Tightening measures, first implemented in early 2010, are slowly reducing super-elevated levels of housing investment and forcing developers to lower their prices to clear inventory.
One of the most important trends underway is the change in expectations. Over the last decade, buying a house has emerged as a preferred form of investment for households because the rates of return were so much higher than interest on bank deposits. Housing prices rose so steadily during the 2000s, particularly after the onset of negative real interest rates on deposits in 2004, that many people began to believe that housing prices in China could only go up. The correction that began to take hold in 2007–08 was not allowed to fully play out because policymakers stimulated the housing market during the Global Financial Crisis. As a consequence, unreasonable expectations about the housing market were not altered.
The change in expectations that didn’t occur during the last correction appears to now be underway. According to a People’s Bank of China (PBoC) survey (Chinese language), the number of people expecting housing prices to increase has declined from 45.8 percent during the last quarter of 2009 to 19 percent at the end of 2011. Moreover, the share of people who think housing prices will fall or stay the same is now 67 percent. Similarly, the number of people anticipating purchasing a new home in the next three months has declined by 14 percent.
This signals that expectations of perpetual home price increases may have finally been altered. Real estate may come to capture far less Chinese savings now that buying a house is no longer considered a guaranteed investment.
The graph above shows the tremendous rise in the share of household savings flowing into the property market. You can see the dip that was caused by the first housing correction in 2007–08 and then the rapid rebound after stimulus measures were introduced.
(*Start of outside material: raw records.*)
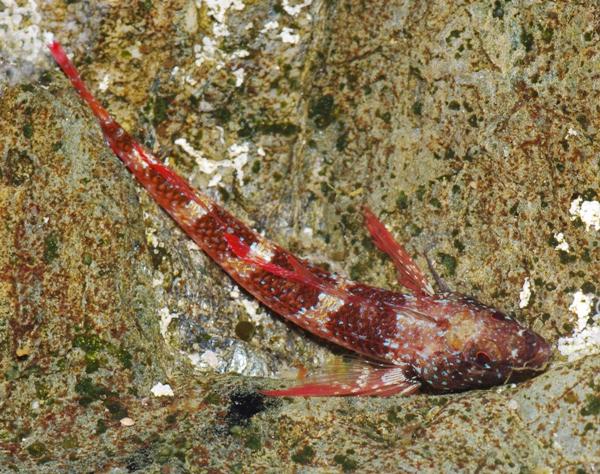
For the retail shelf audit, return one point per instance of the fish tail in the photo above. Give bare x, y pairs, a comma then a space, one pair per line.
71, 72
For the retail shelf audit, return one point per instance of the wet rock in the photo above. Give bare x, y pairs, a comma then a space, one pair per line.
468, 127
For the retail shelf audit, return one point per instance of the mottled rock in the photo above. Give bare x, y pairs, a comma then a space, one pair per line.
471, 128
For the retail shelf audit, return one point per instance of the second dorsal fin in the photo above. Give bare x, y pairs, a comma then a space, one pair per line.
409, 274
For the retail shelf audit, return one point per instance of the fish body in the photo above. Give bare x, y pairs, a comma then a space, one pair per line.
443, 341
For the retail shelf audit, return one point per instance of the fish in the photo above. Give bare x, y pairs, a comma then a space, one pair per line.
403, 343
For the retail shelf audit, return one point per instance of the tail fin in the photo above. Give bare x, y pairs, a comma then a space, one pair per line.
69, 69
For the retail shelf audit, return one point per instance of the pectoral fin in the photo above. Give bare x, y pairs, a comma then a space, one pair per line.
351, 378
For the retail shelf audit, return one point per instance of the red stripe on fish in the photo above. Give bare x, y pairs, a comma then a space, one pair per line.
446, 340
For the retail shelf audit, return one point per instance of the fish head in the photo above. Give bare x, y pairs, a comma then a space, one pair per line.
483, 347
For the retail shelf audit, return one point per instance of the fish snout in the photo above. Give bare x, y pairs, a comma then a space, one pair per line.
539, 351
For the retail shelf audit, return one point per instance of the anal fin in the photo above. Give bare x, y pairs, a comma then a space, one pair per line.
351, 378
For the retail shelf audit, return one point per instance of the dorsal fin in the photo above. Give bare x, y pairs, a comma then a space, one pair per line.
409, 274
351, 376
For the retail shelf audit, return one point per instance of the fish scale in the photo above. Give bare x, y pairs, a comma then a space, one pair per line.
445, 340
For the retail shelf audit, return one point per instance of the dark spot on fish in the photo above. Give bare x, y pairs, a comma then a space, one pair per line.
243, 406
304, 455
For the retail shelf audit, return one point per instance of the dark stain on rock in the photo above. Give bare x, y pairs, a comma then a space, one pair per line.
16, 168
243, 406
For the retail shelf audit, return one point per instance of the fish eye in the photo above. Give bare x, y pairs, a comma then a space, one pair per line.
498, 315
482, 359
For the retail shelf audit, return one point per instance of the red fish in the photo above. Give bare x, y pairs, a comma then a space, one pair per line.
440, 341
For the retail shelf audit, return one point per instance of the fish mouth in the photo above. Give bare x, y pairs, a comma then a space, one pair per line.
538, 362
540, 357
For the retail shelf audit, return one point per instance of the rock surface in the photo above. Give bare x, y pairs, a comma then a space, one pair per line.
468, 127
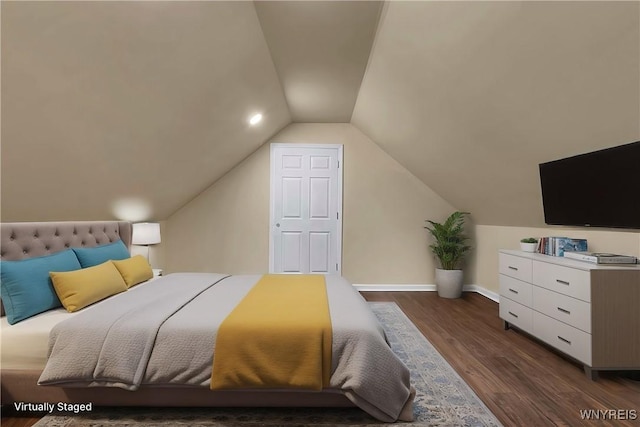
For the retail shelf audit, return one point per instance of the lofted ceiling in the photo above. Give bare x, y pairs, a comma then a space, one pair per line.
109, 103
Relaxation of restrictions at this point would probably push the market right back into bubble mode. To achieve a lasting change in expectations, the government will have to be willing to bear quite a bit of economic pain. According to Patrick Chovanec, if the real rate of real estate investment grows at half the speed of last year, GDP will fall to just below 8 percent. If investment actually declines by 10 percent, GDP will fall to 5.3 percent. The first number is probably acceptable to Chinese policymakers, but the second is unlikely to be tolerated during a period of political transition and continued concerns about social instability.